The outside door swung inward and fifteen-year-old Darlynna swept into the kitchen in time to hear the last sentence. She removed her cloak and flipped it over a peg by the door. Her long strawberry blond curls, tossed by the wind, made her appear quite fetching. Blinking, she focused on Donnie. “Too late to stop you from doing what?”

Donnie grinned. “I’m going to solve our problems.”

“By creating a hundred more?” Beth huffed.

Darlynna eyed one sister, then the other. “What’s going on?”

Donnie grinned. “You ever hear of a mail-order bride?”

The youngest Colter sister’s turquoise eyes widened. “Donnie Jo, you’re not going to marry some man who advertised for a wife, are you?”

“Ha!” Beth gripped the back of a kitchen chair. “Nothing so common. Our sister plans to advertise for a mail-order groom!”

Darlynna gasped. “Donnie Jo! Is that true?”

“We need a man around here, Darly.” Resolve tightened Donnie’s lips. “Neither you nor Beth have plans to marry. That means I’ll have to.”

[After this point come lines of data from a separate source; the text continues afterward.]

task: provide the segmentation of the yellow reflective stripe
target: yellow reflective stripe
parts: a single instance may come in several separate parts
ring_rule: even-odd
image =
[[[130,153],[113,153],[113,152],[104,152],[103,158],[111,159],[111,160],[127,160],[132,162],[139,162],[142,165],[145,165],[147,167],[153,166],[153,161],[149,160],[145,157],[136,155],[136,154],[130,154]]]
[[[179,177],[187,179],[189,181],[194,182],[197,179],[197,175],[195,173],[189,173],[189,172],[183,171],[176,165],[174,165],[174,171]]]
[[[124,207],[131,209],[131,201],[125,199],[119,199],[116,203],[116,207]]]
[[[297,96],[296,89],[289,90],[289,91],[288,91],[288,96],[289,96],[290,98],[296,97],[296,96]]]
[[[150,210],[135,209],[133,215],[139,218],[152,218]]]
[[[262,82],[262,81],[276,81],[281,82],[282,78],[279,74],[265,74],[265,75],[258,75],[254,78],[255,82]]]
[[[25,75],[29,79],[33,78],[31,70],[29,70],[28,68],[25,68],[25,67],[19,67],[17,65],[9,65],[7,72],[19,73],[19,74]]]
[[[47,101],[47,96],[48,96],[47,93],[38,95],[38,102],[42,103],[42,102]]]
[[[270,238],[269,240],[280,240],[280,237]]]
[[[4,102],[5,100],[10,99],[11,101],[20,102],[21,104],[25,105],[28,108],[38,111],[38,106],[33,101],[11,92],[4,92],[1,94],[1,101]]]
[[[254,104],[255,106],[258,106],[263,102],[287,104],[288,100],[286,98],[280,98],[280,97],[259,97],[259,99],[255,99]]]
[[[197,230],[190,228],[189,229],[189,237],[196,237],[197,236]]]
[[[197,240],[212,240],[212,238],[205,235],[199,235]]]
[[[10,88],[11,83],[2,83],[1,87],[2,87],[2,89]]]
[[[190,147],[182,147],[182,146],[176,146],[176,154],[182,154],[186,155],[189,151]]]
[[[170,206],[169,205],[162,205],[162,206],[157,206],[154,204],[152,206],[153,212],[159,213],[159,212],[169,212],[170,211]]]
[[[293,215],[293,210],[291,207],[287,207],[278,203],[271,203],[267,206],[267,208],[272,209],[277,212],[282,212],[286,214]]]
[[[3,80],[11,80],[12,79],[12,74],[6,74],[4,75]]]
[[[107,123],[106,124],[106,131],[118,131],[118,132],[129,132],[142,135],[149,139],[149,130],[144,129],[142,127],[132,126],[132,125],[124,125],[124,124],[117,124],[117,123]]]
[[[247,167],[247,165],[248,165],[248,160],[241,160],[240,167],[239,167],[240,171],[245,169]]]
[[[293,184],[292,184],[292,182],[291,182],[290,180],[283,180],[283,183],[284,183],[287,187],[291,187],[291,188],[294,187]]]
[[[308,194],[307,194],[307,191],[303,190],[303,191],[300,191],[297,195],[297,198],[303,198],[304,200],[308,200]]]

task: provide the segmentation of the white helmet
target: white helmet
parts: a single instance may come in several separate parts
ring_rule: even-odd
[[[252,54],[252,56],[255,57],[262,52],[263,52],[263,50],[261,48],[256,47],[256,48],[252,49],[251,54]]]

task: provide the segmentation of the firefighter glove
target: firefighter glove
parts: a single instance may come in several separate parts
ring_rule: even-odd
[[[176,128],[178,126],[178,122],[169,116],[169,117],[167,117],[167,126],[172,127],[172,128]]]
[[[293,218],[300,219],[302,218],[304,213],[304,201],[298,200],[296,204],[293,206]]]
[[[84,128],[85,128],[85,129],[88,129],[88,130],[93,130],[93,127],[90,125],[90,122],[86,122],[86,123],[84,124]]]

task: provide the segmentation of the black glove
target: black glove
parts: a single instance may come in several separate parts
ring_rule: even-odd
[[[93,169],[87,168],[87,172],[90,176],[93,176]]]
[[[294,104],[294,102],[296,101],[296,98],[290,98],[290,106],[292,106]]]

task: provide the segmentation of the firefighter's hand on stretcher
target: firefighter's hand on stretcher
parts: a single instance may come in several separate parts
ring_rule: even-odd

“But, a . . .” Darlynna laughed. “You’ve come up with rebel ideas in the past, but this tops them all. I’m with Beth. We’re not going to let you do such a ridiculous thing.”

“It’s too late. I’ve already told you that.”

Beth glared. “It’s never too late. Just don’t do it.”

“It’s done.” Donnie grinned with satisfaction. “He’s on his way.”

The color drained from Beth’s sweet face. “But . . .”

Darlynna stood blinking. “You mean you’re just going to marry a stranger?”

“He won’t be a stranger for long.”

Darlynna rested pleading eyes on Beth. “What can we do to stop her?”

“I don’t know.” Beth slumped to a kitchen chair and propped her elbows on the table. “Wyatt helps a lot, and he’ll be doing more soon. Our dear sister couldn’t wait for something so simple.”

“There isn’t time to wait.” Donnie seized her jacket and headed for the door, then turned to face her sisters. “I expect the gentleman to be here sometime before too long.”

“No!” Beth set her jaw. “Maybe I’ll have to ride out to intercept him.”

Donnie lifted one dark eyebrow. “To do what?”

“I’ll think of something.” Beth grinned. “Maybe I’ll have to kill him.”